# Layerwise Sequential Unit Variance (LSUV)

The goal of this notebook is to see if "model specific weight initialization" improves training a small neural net.

See: All you need is a good init https://arxiv.org/abs/1511.06422

Starting with pytorch-custom-layer.ipynb, we;
- get rid of `NormalizeActivation`
- "borrow" the hooks, LSUV approach etc from https://github.com/fastai/course-v3/blob/master/nbs/dl2/07a_lsuv.ipynb
- make it easy to compare accuracy of a trained model with/without LSUV.

## What does do_lsuv do?

`do_lsuv` can make initialisation changes in reponse to the standard deviation (std) and mean of an activation

### std
- for each ReLU in the model
    - run a batch of data through the model
    - if the standard deviation of the activation of the ReLU is too far from 1, update the weights of the previous layer (conv or linear)
    - repeat the previous 2 steps until std is close to 1
    
### mean
- for each ReLU in the model
    - run a batch of data through the model
    - if the mean of the activation of the ReLU is too far from 0, update `ReLU#sub` (which makes a "post-ReLU" adjustment)
    - repeat the previous 2 steps until mean is close to 0

We try 3 variations around LSUV;
- 1 std only - like https://arxiv.org/abs/1511.06422
    - expect an initial mean of ~.5 because ReLU clamps to min zero
- 2 mean then std - like https://github.com/fastai/course-v3/blob/master/nbs/dl2/07a_lsuv.ipynb
    - expect an inital mean of ~.25 because the std adjustment messes up the mean adjustment we just made
- 3 mean then std in a loop
    - to get as close as possible to initial mean=0 and std=1

Running this notebook should give results similar to;

| LSUV type             |1st epoch accuracy |3rd epoch accuracy |
|-----------------------|-------------------|-------------------|
| mean then std in loop | ~93               | ~95               |
| mean then std         | ~91               | ~95               |
| std only              | ~89               | ~95               |
| none                  | ~84               | ~92               |

While all 3 LSUV variations end up with the same accuracy after 3 epochs (and have very similar stats after training too), "mean then std in loop" does consistently better on the 1st epoch.
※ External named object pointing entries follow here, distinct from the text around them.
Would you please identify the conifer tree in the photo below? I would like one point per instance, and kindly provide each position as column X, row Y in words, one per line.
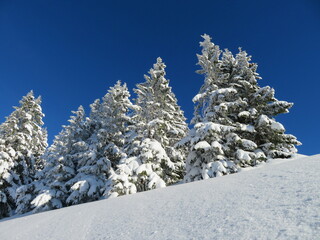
column 153, row 160
column 234, row 117
column 23, row 141
column 110, row 121
column 50, row 191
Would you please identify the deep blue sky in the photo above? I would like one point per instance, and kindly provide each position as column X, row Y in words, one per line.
column 71, row 52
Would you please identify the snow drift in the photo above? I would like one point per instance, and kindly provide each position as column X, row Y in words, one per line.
column 277, row 201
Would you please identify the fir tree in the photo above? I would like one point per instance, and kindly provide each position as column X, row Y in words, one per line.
column 153, row 160
column 242, row 113
column 50, row 191
column 109, row 121
column 23, row 142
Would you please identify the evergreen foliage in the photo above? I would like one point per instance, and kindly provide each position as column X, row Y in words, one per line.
column 50, row 191
column 153, row 160
column 109, row 122
column 234, row 117
column 23, row 140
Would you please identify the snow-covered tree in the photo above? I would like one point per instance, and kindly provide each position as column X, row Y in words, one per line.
column 153, row 160
column 109, row 121
column 234, row 117
column 50, row 191
column 23, row 141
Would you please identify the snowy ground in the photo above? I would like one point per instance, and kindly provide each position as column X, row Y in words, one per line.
column 280, row 200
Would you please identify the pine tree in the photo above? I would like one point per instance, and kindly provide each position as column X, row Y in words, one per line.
column 153, row 160
column 23, row 142
column 110, row 121
column 234, row 117
column 50, row 191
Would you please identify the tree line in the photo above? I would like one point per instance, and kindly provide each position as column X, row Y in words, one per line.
column 123, row 146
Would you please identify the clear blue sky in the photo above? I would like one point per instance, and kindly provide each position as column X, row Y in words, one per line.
column 71, row 52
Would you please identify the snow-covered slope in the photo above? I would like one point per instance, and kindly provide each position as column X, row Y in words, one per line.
column 280, row 200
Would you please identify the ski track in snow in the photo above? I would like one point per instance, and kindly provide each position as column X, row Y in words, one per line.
column 280, row 200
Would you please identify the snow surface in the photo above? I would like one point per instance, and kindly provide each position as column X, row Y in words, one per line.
column 277, row 200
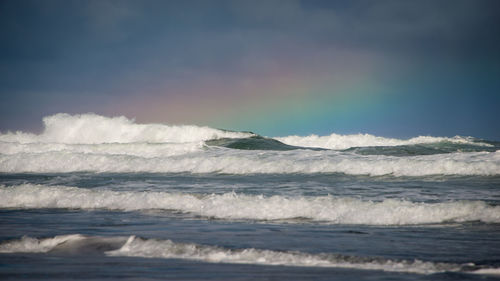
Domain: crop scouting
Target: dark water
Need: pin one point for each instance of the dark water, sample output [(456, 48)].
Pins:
[(468, 245), (98, 198)]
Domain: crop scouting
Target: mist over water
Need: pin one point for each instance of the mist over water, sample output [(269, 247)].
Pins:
[(95, 187)]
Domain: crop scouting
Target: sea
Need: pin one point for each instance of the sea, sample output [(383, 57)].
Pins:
[(106, 198)]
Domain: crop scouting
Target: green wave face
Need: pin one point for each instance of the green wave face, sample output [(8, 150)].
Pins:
[(252, 143)]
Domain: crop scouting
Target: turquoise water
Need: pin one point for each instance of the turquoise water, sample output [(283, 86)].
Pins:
[(154, 202)]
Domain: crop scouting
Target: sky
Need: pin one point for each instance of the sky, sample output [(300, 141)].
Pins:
[(396, 68)]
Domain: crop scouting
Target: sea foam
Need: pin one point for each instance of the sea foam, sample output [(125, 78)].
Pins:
[(232, 206), (133, 246), (104, 160), (93, 129), (339, 142)]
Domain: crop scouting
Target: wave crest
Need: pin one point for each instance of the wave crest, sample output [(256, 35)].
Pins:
[(328, 209), (94, 129), (133, 246)]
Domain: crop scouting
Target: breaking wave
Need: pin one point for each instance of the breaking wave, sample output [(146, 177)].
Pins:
[(193, 159), (341, 142), (95, 129), (93, 143), (133, 246), (232, 206)]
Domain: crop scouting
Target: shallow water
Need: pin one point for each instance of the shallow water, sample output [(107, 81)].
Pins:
[(123, 204)]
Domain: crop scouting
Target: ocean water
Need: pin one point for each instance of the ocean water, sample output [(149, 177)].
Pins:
[(101, 198)]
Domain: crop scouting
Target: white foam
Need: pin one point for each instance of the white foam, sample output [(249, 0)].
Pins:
[(153, 248), (247, 162), (34, 245), (92, 129), (339, 142), (147, 150), (328, 209)]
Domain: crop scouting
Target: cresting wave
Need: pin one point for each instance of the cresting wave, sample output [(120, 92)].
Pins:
[(154, 248), (232, 206), (95, 129), (340, 142), (93, 143), (249, 162)]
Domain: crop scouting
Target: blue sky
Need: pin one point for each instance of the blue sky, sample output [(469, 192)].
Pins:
[(390, 68)]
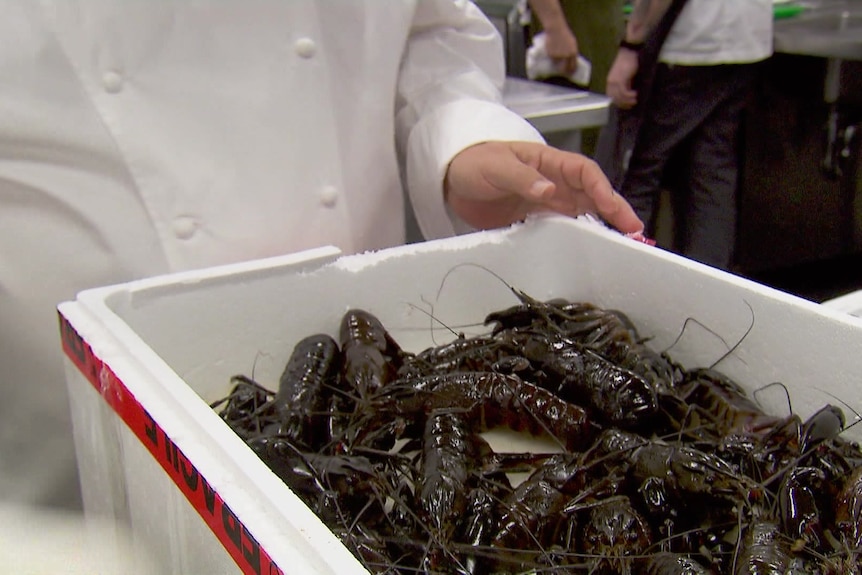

Interesting that `NormalizeActivation` gives better results (o:

In [1]:
from functools import partial
import torch
import torch.nn as nn
import torch.nn.functional as F
import torch.optim as optim
import torchvision
from fastai.datasets import untar_data, URLs
from torchvision.datasets import ImageFolder
from torch.utils.data import DataLoader

In [2]:
path = untar_data(URLs.MNIST)
batch_size = 256
device = 'cuda:0'

In [3]:
transforms = torchvision.transforms.Compose([
    torchvision.transforms.Pad(2), # pad images so we don't loose too much in the conv layers (28x28 to 32x32)
    torchvision.transforms.ToTensor(),
    torchvision.transforms.Normalize([0.1], [0.2752]) # see: calculate mean/standard deviation ...
])
def new_loader(type, shuffle):
    return DataLoader(
        ImageFolder(root=path/type, transform=transforms), 
        batch_size=batch_size, num_workers=1, shuffle=shuffle)
train_loader = new_loader('training', True)
test_loader = new_loader('testing', False)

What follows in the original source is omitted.